Your collection is very detail oriented. Can you talk a little about some of the design elements and what inspired them? Namely, I would love to hear more about The Split Infinitive that I am wearing.
I’m always collecting ideas for shapes and details. Sometimes I’m not sure what piece they will work with, and they may try to work on several pieces before they find their home. I wanted to do a billowy sleeve on one of the shirts, and it took me a while to figure out which silhouette it worked best with. I also love a dropped shoulder and armhole because I sweat a lot when I’m running around the city, so it’s nice to have some air! So I wanted to get that in the collection.
The collar detail was inspired by a vintage Romeo Gigli shirt I used to have.
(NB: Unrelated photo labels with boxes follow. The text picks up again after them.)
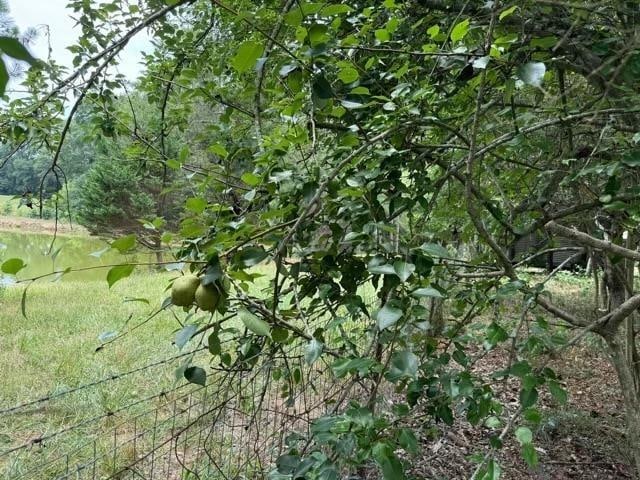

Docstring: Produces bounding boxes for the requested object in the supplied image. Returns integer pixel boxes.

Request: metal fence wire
[0,322,356,480]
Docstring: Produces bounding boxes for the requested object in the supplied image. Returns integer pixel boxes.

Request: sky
[7,0,151,88]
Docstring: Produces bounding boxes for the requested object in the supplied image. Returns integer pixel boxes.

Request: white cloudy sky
[8,0,151,85]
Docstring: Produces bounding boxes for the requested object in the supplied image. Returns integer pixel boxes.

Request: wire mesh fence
[0,320,360,480]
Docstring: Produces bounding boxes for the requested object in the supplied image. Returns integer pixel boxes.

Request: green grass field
[0,195,22,217]
[0,273,218,478]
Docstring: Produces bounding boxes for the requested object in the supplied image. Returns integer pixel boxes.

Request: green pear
[171,275,200,307]
[196,285,220,312]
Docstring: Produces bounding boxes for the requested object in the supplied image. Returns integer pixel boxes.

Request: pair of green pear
[171,275,220,312]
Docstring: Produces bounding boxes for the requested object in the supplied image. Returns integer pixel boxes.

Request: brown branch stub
[545,221,640,260]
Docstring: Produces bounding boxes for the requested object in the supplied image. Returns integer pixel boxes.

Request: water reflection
[0,231,152,284]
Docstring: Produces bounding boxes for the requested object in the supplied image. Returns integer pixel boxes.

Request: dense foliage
[0,0,640,479]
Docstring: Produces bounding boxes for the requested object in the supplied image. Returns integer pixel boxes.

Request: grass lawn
[0,195,22,217]
[0,273,218,478]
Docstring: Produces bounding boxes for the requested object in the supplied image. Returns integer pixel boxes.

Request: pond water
[0,231,151,282]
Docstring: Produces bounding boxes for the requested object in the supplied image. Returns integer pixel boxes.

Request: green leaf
[207,331,222,355]
[184,197,207,215]
[0,36,37,65]
[111,233,136,253]
[509,360,531,378]
[520,388,538,408]
[209,143,229,158]
[367,263,396,275]
[498,5,518,21]
[238,308,271,337]
[420,243,453,258]
[484,415,502,429]
[309,23,329,47]
[385,350,419,383]
[427,25,440,40]
[547,380,567,405]
[393,260,416,283]
[376,303,402,330]
[529,36,558,50]
[240,172,262,187]
[411,287,444,298]
[516,62,547,87]
[375,28,391,43]
[271,327,289,343]
[0,258,27,275]
[476,458,502,480]
[107,265,135,288]
[0,58,9,96]
[522,443,538,467]
[311,75,333,100]
[338,67,360,83]
[231,40,264,73]
[451,19,469,42]
[184,367,207,387]
[174,323,198,350]
[319,5,353,17]
[514,427,533,445]
[304,338,324,365]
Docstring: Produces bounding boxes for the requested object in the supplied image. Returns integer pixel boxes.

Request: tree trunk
[600,248,640,479]
[605,330,640,479]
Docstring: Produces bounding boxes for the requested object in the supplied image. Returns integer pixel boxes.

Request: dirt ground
[412,346,633,480]
[0,216,87,235]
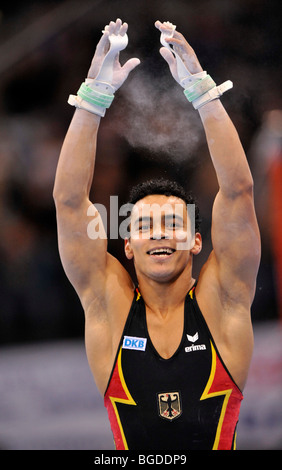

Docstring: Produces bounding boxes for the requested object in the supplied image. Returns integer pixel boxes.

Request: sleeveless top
[104,286,243,450]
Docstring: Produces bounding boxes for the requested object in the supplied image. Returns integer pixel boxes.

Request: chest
[145,306,184,359]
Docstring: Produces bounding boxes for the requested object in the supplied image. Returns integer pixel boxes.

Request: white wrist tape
[68,78,115,117]
[160,21,233,109]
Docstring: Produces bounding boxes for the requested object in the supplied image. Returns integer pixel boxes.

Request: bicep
[212,188,260,297]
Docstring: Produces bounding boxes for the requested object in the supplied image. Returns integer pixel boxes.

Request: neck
[138,271,195,316]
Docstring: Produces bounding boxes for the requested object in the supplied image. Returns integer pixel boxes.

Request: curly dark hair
[128,178,201,232]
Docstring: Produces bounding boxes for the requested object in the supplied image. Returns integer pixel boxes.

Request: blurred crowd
[0,0,282,344]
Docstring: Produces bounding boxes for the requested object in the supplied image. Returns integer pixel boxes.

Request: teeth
[149,248,175,255]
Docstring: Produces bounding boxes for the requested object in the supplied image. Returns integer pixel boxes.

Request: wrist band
[184,75,216,103]
[192,80,233,109]
[68,78,115,117]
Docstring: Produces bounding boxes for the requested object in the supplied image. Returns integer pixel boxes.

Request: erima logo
[122,336,147,351]
[185,331,207,352]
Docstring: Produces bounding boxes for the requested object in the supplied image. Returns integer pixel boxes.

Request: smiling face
[125,194,201,282]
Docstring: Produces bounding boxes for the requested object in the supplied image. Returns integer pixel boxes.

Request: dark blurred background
[0,0,282,447]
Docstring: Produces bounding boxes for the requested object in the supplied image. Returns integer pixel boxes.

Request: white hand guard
[68,31,128,117]
[160,21,233,109]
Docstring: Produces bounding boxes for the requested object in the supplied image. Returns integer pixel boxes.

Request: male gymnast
[54,19,260,450]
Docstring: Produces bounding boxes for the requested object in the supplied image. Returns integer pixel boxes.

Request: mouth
[147,246,176,259]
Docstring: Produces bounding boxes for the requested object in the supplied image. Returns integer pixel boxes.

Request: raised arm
[54,19,139,312]
[156,21,260,310]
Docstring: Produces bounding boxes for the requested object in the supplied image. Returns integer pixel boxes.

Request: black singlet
[104,287,243,450]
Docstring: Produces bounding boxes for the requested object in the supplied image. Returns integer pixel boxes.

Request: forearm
[54,109,101,206]
[199,100,253,197]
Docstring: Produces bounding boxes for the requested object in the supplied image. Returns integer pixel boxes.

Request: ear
[124,238,133,259]
[191,232,202,255]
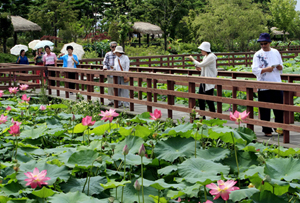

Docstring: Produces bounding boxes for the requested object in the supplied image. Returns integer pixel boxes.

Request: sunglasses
[260,42,268,46]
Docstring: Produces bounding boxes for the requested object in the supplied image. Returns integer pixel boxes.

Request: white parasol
[60,42,85,60]
[28,39,41,50]
[10,44,28,56]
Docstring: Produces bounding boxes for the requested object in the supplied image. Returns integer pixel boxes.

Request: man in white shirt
[252,33,283,137]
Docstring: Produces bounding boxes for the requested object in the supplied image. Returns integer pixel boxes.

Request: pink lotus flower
[8,87,19,94]
[206,180,240,201]
[21,94,30,102]
[99,109,119,123]
[81,116,96,126]
[40,105,46,111]
[150,109,161,121]
[10,118,22,126]
[0,114,7,124]
[230,110,250,125]
[20,84,29,91]
[24,167,50,189]
[8,123,20,137]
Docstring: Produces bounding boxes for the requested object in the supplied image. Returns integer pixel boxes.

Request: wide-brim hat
[114,46,125,54]
[257,33,272,42]
[198,42,211,52]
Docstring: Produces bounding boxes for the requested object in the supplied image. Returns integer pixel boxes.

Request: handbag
[118,59,130,82]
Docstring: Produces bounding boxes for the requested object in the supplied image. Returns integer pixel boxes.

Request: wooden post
[189,82,196,123]
[283,91,290,143]
[217,85,222,113]
[147,78,152,113]
[129,77,134,111]
[113,76,119,108]
[99,75,104,105]
[167,80,174,118]
[246,88,254,131]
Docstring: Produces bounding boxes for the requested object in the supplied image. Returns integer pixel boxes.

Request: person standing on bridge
[189,42,218,119]
[103,41,118,106]
[114,46,130,108]
[252,33,283,137]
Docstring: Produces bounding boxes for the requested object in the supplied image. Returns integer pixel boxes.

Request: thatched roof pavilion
[11,16,42,44]
[132,22,164,46]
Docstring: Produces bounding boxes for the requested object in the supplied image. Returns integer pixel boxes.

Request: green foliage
[269,0,297,40]
[185,0,266,50]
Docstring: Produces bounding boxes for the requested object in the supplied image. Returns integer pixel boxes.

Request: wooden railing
[80,50,300,68]
[43,67,300,143]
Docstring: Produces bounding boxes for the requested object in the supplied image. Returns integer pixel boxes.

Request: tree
[0,13,14,53]
[269,0,297,40]
[187,0,266,50]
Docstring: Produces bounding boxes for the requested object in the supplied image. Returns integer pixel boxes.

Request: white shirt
[66,56,74,68]
[114,54,130,71]
[252,48,283,83]
[194,53,218,91]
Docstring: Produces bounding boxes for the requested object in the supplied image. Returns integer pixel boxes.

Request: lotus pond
[0,91,300,203]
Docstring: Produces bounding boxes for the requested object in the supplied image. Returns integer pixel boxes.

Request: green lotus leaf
[149,195,168,203]
[243,142,268,152]
[138,178,186,190]
[112,153,152,166]
[111,179,157,203]
[162,123,193,137]
[20,126,47,139]
[197,148,230,161]
[61,176,107,195]
[68,123,87,133]
[115,136,144,154]
[157,165,178,175]
[252,191,285,203]
[202,119,227,126]
[208,127,247,144]
[134,125,152,138]
[265,158,300,181]
[47,191,107,203]
[154,137,199,162]
[32,187,55,199]
[1,182,24,197]
[130,112,154,123]
[17,160,70,186]
[100,178,131,190]
[66,150,101,168]
[222,151,259,173]
[229,188,259,202]
[178,158,229,184]
[86,123,118,135]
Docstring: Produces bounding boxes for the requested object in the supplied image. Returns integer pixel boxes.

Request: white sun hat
[198,42,211,52]
[114,46,125,54]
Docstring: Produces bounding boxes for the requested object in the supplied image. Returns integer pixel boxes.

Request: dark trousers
[258,90,283,134]
[68,72,76,89]
[198,83,216,119]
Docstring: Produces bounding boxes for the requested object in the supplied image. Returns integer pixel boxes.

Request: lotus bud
[134,180,141,191]
[139,144,146,157]
[123,145,129,155]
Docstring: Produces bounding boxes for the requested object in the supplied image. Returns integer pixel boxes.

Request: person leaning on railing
[58,46,79,94]
[103,41,118,106]
[252,33,283,137]
[189,42,218,119]
[114,46,130,108]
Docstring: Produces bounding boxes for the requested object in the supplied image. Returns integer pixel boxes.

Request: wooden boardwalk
[36,89,300,148]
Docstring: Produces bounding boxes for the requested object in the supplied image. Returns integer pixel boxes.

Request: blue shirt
[58,54,79,68]
[16,56,29,64]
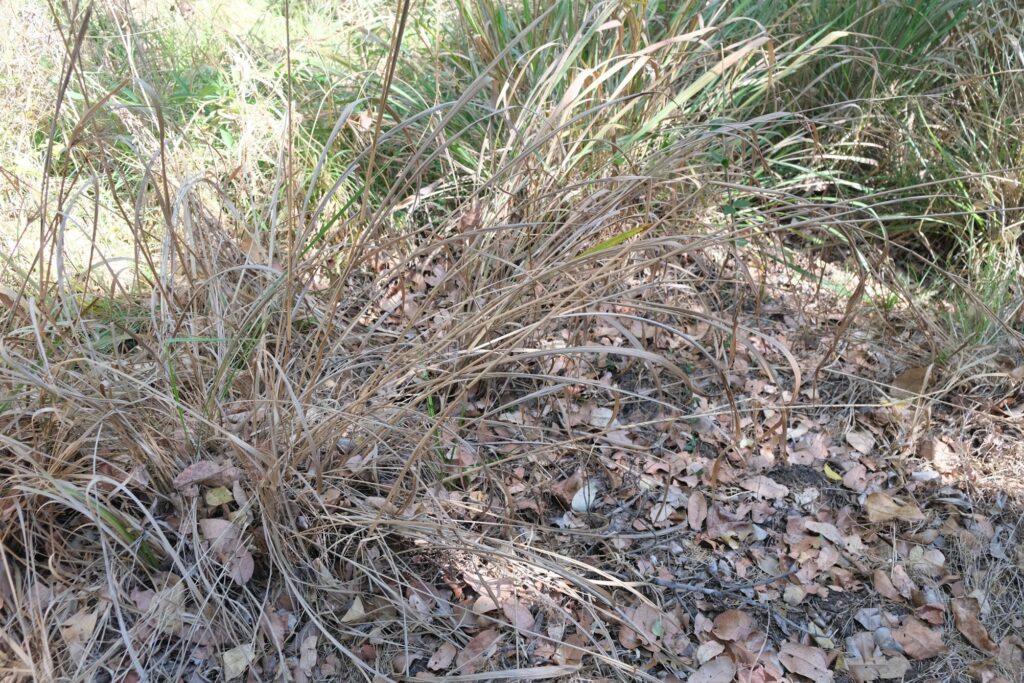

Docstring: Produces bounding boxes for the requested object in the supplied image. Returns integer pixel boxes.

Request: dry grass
[0,2,1022,681]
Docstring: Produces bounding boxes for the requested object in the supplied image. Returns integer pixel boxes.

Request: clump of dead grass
[0,3,1024,680]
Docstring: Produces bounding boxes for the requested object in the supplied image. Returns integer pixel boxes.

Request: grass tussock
[0,0,1024,681]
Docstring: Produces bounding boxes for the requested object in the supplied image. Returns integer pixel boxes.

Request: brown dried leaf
[299,634,317,676]
[846,429,874,456]
[846,632,910,683]
[455,629,498,674]
[173,460,242,496]
[739,474,790,500]
[687,655,736,683]
[778,643,834,683]
[60,608,99,664]
[221,644,256,681]
[427,642,458,671]
[554,633,587,667]
[686,490,708,531]
[502,598,536,631]
[892,368,930,398]
[893,616,947,659]
[952,598,996,652]
[995,636,1024,671]
[711,609,757,641]
[864,492,925,522]
[199,518,255,586]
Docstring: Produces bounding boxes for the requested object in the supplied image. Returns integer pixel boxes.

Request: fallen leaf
[220,645,256,681]
[893,616,947,659]
[778,643,834,683]
[697,640,725,664]
[889,564,918,600]
[892,367,931,398]
[502,598,536,631]
[952,597,996,652]
[145,581,186,635]
[427,642,458,671]
[571,479,601,512]
[686,490,708,531]
[864,492,925,522]
[845,632,910,683]
[172,460,242,496]
[455,629,498,674]
[299,634,317,676]
[199,518,255,586]
[687,654,736,683]
[995,636,1024,671]
[711,609,757,641]
[554,633,587,667]
[341,595,367,624]
[648,503,676,526]
[205,486,234,508]
[60,608,99,664]
[739,474,790,500]
[846,429,874,456]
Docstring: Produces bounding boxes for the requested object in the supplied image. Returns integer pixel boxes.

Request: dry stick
[653,564,820,636]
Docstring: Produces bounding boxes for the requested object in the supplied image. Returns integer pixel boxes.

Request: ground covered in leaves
[6,0,1024,683]
[0,237,1024,683]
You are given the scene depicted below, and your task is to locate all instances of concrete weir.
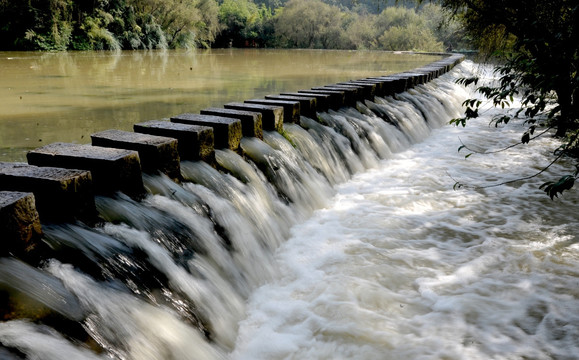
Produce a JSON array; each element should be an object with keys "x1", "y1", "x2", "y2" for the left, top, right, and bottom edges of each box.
[{"x1": 0, "y1": 54, "x2": 464, "y2": 243}]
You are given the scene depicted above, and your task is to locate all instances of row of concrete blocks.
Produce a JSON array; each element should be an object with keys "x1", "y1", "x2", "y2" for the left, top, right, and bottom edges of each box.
[{"x1": 0, "y1": 55, "x2": 463, "y2": 252}]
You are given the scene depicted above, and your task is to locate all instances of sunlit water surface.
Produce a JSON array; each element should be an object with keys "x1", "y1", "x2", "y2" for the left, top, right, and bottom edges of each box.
[
  {"x1": 233, "y1": 64, "x2": 579, "y2": 360},
  {"x1": 0, "y1": 62, "x2": 579, "y2": 360},
  {"x1": 0, "y1": 49, "x2": 440, "y2": 161}
]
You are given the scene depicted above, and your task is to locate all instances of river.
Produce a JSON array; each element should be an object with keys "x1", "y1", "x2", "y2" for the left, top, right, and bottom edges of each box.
[
  {"x1": 0, "y1": 57, "x2": 579, "y2": 360},
  {"x1": 0, "y1": 49, "x2": 439, "y2": 161}
]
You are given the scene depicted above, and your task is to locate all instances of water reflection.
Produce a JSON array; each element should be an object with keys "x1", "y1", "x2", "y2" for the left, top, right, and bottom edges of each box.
[{"x1": 0, "y1": 49, "x2": 437, "y2": 161}]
It had a similar overlapping two-piece collar that I just loved. I lost that shirt in a fire at my apartment two years ago, so I wanted to recreate it a little bit from memory.
I think about different body types when designing the silhouettes. This one is a little boxier, so it works with rounder bodies and for those with very broad shoulders. It looks great with the front tucked in to slim or flared jeans or trousers, and even with baggier jeans cinched with a belt at the waist.
What drew you to local production, and what have been some positives (or negatives) that you have experienced in starting a domestically manufactured and sustainable line?
I believe in using local resources as much as possible. Less travel is always better for the environment, and it’s so important to support our local community of artisans and craftspeople. There is so much talent here, and if we don’t support it we will lose it. That would be a tragedy. Manufacturing jobs are crucial to maintaining a middle class and, really, the American Dream.
I wish I could source more of my materials from the U.S., but unfortunately the materials I want to use don’t exist here anymore. There is no long staple organic cotton grown here right now, and the machinery for spinning and weaving fine woven fabrics doesn’t exist either. It’s very sad!
I love knowing the people who make our clothes. I love being able to go into the factory and talk with the women and men working on them. It’s very rewarding. The turn around is much faster, so I can be more nimble in responding to demand. The main drawback is that it’s more expensive. However, for a brand producing small batches like we are, it would be almost as expensive to produce overseas and in most cases overseas factories won’t produce the kinds of numbers we do.